The only constraint on RepoID (type
being an alias of str) is that the string key is unique, so in this case we
use the git clone URL, which is guaranteed unique. Smarter Sources will use
something shorter, as adequate.
Don’t use str for secret fields!
When passing sensitive config like API tokens, you should ensure that dumping
the mass-driver config doesn’t disclose any secret value. Pydantic has specific
types for that, providing the pydantic.SecretStr type, see Pydantic
docs on Secret
fields. These field
types never print their content when represented as string, requiring a call to
my_secret_field.get_secret_value() to actually disclose the secret.
Note the patch_data field of SourcedRepo,
unused in this sample Source, is an arbitrary dictionary under the
Source’s control, perfect to provide
per-repo data extracted from the source that will be relevant to make migration
against; For instance the file name to fix from some reporting tool…
To package this plugin for running it, we add it to the pyproject.toml
plugins:
[tool.poetry.plugins.'massdriver.sources']

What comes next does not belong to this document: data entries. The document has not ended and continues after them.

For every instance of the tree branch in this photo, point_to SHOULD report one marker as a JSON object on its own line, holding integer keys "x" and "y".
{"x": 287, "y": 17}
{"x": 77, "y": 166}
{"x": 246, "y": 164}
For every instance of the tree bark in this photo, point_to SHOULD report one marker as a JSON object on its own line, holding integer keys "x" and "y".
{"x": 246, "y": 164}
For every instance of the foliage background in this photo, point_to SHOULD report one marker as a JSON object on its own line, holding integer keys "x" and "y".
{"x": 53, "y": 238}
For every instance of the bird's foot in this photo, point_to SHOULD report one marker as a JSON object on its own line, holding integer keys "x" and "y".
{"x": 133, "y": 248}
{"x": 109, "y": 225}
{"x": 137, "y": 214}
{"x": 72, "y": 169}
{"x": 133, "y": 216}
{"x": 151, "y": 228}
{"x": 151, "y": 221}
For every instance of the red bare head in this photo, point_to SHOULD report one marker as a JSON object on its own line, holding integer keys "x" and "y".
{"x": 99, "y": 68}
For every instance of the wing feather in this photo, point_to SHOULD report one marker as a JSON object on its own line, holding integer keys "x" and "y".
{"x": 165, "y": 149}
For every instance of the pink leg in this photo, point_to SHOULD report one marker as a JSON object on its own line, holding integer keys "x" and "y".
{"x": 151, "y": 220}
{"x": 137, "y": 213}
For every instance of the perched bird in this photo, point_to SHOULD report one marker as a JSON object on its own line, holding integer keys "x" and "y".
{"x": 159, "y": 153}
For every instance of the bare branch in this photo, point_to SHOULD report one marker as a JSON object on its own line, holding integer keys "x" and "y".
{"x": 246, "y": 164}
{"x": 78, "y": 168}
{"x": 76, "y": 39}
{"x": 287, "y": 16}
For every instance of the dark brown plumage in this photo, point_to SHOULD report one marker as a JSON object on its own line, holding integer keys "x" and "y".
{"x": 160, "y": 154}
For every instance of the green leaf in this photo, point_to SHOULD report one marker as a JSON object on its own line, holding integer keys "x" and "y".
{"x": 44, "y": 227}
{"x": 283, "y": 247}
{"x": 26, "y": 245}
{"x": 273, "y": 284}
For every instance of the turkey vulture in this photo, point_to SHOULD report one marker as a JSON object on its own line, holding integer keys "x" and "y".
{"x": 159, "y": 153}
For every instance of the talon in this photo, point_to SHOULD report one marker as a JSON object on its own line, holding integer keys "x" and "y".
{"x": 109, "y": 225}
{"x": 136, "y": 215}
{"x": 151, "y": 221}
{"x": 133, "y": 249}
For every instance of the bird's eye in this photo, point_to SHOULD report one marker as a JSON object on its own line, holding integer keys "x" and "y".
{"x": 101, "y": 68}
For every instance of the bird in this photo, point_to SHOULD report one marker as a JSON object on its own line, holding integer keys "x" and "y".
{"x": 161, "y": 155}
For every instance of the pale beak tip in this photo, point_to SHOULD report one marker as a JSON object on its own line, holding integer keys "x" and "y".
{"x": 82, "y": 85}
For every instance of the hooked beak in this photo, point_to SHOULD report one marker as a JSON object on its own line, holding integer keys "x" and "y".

repo-list = 'mass_driver.sources.simple:RepolistSource'
Prove it is available via mass-driver sources:
INFO:root:Available sources:
INFO:root:csv-filelist
INFO:root:github-app-search
INFO:root:github-search
INFO:root:repo-filelist
INFO:root:repo-list
INFO:root:template-filelist
Note
For a more elaborate Source, take a look at the pyGithub-enabled GithubPersonalSource, using inheritance to enable two auth methods for pyGithub, using envvars for secret tokens.
Testing a Source
There is no particular way to test a Source other than using pytest on your
own.
This is because Sources are usually API calls of sorts, which are hard to test for, because of the requirement to mock API calls, and the lack of realism this provides.
Warning
The Source subsystem, compared to other mass-driver plugins, bubbles up exceptions to the root, aborting any ongoing activity if left unchecked. This is because the repo discovery process is a critical part of mass-driver runs: with no proper list of repo, there is nothing to patch over! Compare to other plugins, where a single PatchDriver erroring over a single repo does not compromise other migrations on other repos.